We use a custom wiki format, namely Tiki, and I was hoping to get some guidance on how best to creating a Wiki Parser for it. The Serializer part seems pretty straight forward (based on to_markdown.js) but the Parser part (from_markdown.js) has me thinking.

Should I:

1.) Use some existing wiki -> html parser and then convert that to a pm.doc using Schema.parseDOM() ? This seems to be the easier way

2.) Create my own parser? - Not sure where to start here, I would probably need a tokenizer library but Markitdown does not seem to accept custom blocks other than https://github.com/markdown-it/markdown-it-container . If there was some example of custom markdown to prosemirror that would help a lot :slight_smile:

Perhaps I have to extend markitdown with plugins for my own syntax?

Thank you, Andre

If you have a parser that outputs some kind of token stream or AST, it’s probably not too hard to use that to emit a ProseMirror document. But failing that, yes, going through HTML might be the most effective approach (writing a parser from scratch, for wiki-style of languages, tends to be a lot of work, since they tend to have messy and informal grammars).

1 Like

I just wrote an answer in another thread. Short version: Going through HTML worked well for me when converting DokuWiki and Confluence content, which was exported as a static website.

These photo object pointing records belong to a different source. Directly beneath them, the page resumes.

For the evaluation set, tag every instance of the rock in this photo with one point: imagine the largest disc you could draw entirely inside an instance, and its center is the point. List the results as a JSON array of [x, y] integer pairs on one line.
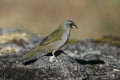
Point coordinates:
[[82, 60]]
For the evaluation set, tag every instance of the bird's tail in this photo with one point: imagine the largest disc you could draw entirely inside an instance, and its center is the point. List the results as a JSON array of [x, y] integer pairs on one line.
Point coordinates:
[[30, 54]]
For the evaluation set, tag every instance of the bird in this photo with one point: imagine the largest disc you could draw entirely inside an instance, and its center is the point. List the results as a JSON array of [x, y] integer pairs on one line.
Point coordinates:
[[53, 41]]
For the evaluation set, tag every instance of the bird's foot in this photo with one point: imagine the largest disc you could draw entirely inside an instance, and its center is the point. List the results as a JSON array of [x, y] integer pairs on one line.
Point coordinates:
[[52, 59]]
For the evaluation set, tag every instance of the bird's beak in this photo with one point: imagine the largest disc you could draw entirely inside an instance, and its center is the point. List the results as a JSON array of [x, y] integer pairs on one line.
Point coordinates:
[[74, 27]]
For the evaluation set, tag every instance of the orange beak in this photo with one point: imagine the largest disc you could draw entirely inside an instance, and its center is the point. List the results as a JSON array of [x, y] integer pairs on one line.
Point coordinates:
[[74, 27]]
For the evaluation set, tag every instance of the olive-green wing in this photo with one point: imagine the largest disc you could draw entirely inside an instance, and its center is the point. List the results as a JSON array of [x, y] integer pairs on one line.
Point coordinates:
[[56, 35]]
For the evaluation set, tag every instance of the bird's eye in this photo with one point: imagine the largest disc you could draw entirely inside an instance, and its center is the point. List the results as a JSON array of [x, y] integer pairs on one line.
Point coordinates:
[[71, 24]]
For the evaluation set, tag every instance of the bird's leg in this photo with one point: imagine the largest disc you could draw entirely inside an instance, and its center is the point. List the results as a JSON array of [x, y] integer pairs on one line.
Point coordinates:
[[53, 58]]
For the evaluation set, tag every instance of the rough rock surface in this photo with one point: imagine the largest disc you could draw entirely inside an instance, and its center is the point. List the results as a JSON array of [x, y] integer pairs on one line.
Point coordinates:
[[82, 60]]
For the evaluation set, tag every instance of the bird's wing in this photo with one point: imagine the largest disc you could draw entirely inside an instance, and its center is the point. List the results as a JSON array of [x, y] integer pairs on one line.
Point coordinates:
[[53, 37], [56, 35]]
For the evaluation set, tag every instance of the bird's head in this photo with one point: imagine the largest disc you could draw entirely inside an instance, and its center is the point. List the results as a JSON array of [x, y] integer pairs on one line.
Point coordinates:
[[69, 24]]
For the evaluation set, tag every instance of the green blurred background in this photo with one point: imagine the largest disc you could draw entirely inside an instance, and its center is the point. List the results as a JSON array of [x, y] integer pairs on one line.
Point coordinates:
[[95, 18]]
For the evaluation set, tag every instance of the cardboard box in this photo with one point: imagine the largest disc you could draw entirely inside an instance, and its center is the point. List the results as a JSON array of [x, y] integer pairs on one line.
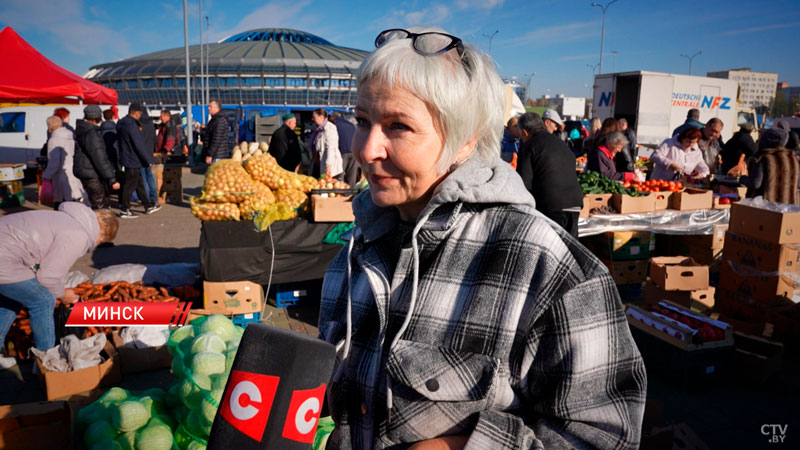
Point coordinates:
[[37, 425], [700, 300], [592, 201], [233, 297], [627, 272], [678, 273], [62, 384], [763, 287], [625, 204], [662, 200], [762, 255], [332, 209], [11, 172], [621, 245], [691, 199], [766, 225], [133, 360]]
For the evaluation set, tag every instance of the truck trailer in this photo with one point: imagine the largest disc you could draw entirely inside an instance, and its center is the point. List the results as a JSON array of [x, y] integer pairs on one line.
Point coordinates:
[[654, 103]]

Thanks, I ended up using Markdown-it with the zero default and with my own custom markdown-it plugin’s for the WikiCode

const md = markdownit('zero', {
    html: false,
  })
  .enable(['blockquote', 'link', 'list'])
  .use(heading)
  .use(link)
  .use(autolink)
  .use(emphasis)
  .use(strong);

I’ll post my code when I’m done but right now I’m able to switch between CodeMirror and ProseMirror and the code converts seamlessly.